[comp.ai.digest] Seminar - Ideonomy

ELIZABETH@OZ.AI.MIT.EDU.UUCP (11/09/87)

Friday,  13 November  12:00pm  E25-401

Ideonomy: Founding a 'Science of ideas'

In a book published in 1601, Francis Bacon urged that modern science
should have the equivalent of an 'ideonomic' character, as well as
being based on experimentation and induction.  My talk concerns a
five-year effort to lay foundations for a science of ideas which I
call Ideonomy.

Whereas the field of Artificial intelligence is primarily aimed at the
automation of mind, cognitive science at the modeling of human
intelligence and thought, and logic at the formalization of reasoning,
ideonomy is preoccupied with the discovery, classification, and
systematization of universal ideas, with aiding and abetting man's use
of ideas, and with automating the generation of ideas.  The ideonomist
holds that inattention to the latter things has hobbled the
development, and limited the success of the other fields; and that
properly all four subjects should be developed simultaneously and in
close coordination, being mutually necessary and synergistic.

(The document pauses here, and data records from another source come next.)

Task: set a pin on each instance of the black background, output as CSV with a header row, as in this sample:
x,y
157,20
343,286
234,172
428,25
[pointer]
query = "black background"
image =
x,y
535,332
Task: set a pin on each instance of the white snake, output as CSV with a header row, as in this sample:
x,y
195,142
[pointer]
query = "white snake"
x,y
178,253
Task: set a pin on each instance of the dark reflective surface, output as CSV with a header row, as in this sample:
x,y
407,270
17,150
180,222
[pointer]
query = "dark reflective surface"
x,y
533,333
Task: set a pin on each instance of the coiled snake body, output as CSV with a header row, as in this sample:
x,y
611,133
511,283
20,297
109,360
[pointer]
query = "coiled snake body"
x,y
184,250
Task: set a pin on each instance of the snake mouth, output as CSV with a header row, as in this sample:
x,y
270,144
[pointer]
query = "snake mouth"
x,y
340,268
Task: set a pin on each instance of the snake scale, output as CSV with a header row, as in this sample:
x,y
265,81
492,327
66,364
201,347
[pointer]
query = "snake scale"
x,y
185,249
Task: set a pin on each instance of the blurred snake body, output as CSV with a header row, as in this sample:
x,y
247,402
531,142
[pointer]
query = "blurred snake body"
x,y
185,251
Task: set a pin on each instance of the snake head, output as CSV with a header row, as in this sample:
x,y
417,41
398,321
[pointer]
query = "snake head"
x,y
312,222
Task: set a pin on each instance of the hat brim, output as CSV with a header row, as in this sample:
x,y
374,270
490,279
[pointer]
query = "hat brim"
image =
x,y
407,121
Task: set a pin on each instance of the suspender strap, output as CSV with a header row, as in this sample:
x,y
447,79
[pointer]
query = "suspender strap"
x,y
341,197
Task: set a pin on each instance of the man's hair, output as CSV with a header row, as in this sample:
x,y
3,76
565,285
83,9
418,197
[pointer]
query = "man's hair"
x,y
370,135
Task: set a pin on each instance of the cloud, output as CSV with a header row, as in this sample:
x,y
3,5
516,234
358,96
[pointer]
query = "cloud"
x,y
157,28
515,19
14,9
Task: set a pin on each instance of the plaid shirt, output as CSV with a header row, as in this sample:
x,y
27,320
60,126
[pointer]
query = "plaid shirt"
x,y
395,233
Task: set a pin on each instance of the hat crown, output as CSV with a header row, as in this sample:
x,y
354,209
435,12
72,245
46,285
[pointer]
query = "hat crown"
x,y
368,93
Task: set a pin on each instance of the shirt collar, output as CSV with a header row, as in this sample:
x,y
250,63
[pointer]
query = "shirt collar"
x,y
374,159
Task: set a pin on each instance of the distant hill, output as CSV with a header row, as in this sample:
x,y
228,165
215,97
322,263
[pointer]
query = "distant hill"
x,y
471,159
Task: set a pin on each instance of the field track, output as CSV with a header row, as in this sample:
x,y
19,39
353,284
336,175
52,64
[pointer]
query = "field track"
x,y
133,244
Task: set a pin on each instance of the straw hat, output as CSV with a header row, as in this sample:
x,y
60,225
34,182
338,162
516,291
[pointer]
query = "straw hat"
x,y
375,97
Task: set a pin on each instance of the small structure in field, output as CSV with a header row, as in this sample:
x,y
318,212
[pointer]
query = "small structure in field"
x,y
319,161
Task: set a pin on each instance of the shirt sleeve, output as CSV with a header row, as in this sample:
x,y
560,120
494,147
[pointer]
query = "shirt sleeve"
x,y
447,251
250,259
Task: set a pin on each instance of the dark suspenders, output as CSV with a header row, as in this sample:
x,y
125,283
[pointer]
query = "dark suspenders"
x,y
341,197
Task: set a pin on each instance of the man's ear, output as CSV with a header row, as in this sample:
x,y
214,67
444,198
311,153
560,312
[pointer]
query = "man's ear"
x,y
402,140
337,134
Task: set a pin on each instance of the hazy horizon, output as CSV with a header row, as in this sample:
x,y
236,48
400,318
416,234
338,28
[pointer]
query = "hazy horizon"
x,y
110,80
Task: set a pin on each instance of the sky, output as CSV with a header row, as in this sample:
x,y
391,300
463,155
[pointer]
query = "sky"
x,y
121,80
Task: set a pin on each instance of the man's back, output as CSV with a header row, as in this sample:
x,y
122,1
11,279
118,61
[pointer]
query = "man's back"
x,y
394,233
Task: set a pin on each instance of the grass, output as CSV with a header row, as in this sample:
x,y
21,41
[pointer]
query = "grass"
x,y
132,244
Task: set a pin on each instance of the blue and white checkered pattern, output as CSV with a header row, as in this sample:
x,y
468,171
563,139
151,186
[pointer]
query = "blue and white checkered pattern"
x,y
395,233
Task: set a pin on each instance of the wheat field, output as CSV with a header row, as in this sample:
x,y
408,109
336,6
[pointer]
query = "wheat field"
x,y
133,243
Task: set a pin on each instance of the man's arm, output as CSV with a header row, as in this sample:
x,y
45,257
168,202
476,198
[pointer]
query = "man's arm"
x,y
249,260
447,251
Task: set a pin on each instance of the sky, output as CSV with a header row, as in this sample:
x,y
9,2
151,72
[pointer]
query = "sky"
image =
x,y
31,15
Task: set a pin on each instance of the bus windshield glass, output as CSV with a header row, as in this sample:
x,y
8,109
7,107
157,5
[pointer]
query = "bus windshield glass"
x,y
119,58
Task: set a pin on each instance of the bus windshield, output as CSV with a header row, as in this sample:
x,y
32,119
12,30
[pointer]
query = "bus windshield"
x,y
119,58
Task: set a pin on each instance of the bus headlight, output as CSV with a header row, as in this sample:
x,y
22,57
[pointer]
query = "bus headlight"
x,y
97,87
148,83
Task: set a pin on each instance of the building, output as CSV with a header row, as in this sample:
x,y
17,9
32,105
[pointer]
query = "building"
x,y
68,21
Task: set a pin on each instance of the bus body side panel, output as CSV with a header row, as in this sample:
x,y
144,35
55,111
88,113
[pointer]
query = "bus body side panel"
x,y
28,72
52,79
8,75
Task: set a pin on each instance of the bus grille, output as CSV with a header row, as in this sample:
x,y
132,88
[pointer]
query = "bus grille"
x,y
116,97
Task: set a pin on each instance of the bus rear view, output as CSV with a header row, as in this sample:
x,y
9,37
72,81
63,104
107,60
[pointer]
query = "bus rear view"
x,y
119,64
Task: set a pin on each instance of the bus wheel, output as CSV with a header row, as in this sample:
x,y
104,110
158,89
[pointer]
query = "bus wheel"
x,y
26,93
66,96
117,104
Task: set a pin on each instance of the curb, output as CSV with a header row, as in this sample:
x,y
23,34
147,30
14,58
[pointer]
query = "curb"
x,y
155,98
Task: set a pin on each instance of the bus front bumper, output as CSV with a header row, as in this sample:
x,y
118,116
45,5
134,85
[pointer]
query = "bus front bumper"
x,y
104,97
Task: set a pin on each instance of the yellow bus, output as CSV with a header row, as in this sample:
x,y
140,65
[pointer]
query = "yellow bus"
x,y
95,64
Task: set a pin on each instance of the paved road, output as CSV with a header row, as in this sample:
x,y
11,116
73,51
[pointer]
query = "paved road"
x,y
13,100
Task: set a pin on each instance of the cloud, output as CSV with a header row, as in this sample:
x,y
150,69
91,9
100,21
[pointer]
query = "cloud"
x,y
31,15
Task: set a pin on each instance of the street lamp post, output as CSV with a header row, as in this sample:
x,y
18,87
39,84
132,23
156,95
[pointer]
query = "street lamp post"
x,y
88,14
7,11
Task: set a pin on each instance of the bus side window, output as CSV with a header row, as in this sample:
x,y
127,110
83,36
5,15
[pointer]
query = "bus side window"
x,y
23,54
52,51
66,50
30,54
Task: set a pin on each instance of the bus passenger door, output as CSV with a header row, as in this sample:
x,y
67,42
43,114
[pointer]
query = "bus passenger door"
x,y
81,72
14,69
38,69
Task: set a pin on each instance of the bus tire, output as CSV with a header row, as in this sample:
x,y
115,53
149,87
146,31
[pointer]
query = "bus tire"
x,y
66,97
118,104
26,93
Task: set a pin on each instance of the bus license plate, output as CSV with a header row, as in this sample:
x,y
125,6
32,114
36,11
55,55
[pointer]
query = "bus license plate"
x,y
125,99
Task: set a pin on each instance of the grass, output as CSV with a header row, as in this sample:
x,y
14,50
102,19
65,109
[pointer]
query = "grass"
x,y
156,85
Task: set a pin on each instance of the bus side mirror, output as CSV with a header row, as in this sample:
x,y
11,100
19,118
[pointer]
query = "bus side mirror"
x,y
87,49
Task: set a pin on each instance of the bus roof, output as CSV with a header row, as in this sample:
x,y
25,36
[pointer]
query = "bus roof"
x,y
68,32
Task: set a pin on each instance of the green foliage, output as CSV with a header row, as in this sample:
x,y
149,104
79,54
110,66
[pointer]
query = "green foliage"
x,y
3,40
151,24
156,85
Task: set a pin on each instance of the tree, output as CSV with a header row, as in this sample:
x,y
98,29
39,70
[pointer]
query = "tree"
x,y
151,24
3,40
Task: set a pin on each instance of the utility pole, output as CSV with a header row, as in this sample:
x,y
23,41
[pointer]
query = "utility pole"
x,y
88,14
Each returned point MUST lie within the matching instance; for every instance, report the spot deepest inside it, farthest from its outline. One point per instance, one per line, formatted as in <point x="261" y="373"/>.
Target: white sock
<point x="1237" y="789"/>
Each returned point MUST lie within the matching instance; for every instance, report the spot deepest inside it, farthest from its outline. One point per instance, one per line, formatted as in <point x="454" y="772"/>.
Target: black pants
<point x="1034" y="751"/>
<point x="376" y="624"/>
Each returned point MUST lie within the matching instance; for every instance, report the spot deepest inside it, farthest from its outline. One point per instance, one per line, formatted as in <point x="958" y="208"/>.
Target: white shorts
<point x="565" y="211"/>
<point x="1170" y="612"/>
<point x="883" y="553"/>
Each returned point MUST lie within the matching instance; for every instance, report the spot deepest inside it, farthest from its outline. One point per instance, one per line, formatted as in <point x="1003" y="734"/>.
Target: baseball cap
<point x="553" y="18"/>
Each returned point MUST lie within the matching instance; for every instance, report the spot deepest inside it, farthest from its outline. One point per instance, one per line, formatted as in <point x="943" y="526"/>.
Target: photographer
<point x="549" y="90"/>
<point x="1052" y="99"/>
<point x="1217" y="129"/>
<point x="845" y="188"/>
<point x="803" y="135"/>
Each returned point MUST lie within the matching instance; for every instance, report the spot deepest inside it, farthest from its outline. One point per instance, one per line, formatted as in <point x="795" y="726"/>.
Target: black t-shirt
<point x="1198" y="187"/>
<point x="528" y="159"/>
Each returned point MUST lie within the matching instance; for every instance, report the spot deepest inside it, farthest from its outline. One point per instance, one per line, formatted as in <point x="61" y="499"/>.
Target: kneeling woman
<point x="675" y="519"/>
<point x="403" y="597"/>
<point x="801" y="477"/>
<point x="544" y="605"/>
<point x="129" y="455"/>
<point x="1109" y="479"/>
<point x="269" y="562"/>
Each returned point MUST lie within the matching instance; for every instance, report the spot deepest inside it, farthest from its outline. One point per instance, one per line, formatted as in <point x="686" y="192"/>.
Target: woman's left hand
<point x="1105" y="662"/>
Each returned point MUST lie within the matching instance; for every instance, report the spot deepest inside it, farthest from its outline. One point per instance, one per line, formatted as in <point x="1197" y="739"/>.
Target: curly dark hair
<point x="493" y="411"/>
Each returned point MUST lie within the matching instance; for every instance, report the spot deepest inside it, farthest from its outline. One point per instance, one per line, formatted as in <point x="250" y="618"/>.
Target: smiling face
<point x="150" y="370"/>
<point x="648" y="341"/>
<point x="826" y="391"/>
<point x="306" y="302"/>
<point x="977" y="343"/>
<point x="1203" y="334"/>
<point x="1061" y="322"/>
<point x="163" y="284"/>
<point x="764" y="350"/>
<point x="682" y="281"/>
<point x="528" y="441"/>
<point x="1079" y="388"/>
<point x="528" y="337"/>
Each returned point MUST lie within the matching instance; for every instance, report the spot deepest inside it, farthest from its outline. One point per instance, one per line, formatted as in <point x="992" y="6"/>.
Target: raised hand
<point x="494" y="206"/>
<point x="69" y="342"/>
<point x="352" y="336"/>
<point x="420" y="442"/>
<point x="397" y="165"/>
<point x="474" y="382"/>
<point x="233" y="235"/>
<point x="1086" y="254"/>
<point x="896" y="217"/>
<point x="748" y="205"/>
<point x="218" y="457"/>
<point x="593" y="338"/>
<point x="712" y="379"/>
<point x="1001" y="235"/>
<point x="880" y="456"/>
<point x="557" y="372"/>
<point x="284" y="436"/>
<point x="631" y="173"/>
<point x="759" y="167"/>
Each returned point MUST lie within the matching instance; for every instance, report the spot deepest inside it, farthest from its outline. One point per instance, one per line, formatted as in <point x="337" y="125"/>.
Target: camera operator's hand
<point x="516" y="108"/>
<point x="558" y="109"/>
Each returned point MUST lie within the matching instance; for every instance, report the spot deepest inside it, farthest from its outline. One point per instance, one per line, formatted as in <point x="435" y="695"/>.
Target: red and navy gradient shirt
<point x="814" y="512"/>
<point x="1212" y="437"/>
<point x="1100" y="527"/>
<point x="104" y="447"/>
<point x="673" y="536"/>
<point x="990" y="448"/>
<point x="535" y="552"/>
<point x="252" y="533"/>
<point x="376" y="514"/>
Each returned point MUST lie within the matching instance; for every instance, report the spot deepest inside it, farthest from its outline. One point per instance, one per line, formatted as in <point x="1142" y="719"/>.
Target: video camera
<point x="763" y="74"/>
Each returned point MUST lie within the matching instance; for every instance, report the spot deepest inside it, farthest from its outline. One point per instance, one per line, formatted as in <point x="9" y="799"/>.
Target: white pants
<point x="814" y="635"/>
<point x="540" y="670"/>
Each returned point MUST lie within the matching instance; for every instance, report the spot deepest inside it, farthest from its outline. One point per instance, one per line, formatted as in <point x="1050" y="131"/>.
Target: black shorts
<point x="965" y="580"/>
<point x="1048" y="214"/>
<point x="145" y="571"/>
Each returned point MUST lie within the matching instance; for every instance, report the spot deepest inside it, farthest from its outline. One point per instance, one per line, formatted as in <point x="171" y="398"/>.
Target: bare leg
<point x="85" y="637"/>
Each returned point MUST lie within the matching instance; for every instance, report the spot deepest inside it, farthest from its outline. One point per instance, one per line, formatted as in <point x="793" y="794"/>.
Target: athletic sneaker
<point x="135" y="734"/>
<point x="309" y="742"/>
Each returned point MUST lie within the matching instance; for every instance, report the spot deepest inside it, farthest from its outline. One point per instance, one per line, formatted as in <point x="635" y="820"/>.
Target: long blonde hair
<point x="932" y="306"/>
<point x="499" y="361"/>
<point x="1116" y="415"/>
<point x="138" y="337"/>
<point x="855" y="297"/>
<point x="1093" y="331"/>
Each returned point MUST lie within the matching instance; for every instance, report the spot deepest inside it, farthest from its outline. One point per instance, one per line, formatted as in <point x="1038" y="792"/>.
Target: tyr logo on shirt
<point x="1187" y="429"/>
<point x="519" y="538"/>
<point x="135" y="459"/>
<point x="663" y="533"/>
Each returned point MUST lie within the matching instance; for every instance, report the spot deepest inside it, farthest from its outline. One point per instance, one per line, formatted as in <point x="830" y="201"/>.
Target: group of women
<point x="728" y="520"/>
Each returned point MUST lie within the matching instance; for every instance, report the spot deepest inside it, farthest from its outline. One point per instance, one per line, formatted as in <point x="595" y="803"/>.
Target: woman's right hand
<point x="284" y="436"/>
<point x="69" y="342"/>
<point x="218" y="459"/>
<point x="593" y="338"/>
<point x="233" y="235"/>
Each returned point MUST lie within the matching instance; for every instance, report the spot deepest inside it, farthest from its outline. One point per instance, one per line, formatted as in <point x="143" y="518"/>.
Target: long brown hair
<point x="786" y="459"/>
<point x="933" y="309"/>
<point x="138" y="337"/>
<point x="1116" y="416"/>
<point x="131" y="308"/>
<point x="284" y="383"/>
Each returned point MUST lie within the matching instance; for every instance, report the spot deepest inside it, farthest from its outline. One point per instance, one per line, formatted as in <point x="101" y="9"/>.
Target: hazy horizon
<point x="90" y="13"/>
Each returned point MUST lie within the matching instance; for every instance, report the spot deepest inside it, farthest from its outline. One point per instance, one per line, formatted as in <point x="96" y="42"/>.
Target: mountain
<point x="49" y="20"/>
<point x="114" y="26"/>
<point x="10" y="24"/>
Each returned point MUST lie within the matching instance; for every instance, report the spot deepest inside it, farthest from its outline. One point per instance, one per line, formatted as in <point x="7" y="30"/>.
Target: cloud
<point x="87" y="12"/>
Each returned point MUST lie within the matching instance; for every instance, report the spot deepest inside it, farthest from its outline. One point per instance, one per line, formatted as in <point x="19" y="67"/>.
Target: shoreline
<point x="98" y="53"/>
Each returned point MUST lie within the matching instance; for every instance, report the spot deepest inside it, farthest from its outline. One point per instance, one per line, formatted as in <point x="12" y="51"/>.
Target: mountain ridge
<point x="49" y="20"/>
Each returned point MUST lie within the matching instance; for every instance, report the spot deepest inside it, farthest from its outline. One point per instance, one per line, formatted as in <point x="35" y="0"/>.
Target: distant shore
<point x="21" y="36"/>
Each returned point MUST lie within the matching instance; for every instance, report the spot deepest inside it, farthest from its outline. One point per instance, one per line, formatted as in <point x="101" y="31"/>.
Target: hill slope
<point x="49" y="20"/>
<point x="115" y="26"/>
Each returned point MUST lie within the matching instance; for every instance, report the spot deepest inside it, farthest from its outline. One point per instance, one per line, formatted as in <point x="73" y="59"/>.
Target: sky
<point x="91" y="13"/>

At present ideonomy is divided into  some 320 subdivisions, a few of
which are: the study of ignorance, the study of analogies, the study
of form, the study of causes, the study of questions, the study of
answers, the  study of processes, and the study of cognitive and
heuristice principles.  In each of these cases it seeks to identify:
the types (of these things), higher and lower taxa, examples,
interrelationships, causes, effects, reasons for studying, needed
materials and methods, fundamental concepts, abstract and practical
relations to other ideonomic divisions, and the like.

We can also characterize ideonomy in another way, such as:

the study of how elementary ideas can be combined, permuted, and
trnsformed as exhaustive groups of ideas;

A new language designed to facilitate thought and creativity;

An attempt to exploit the qualitiative laws of the universe.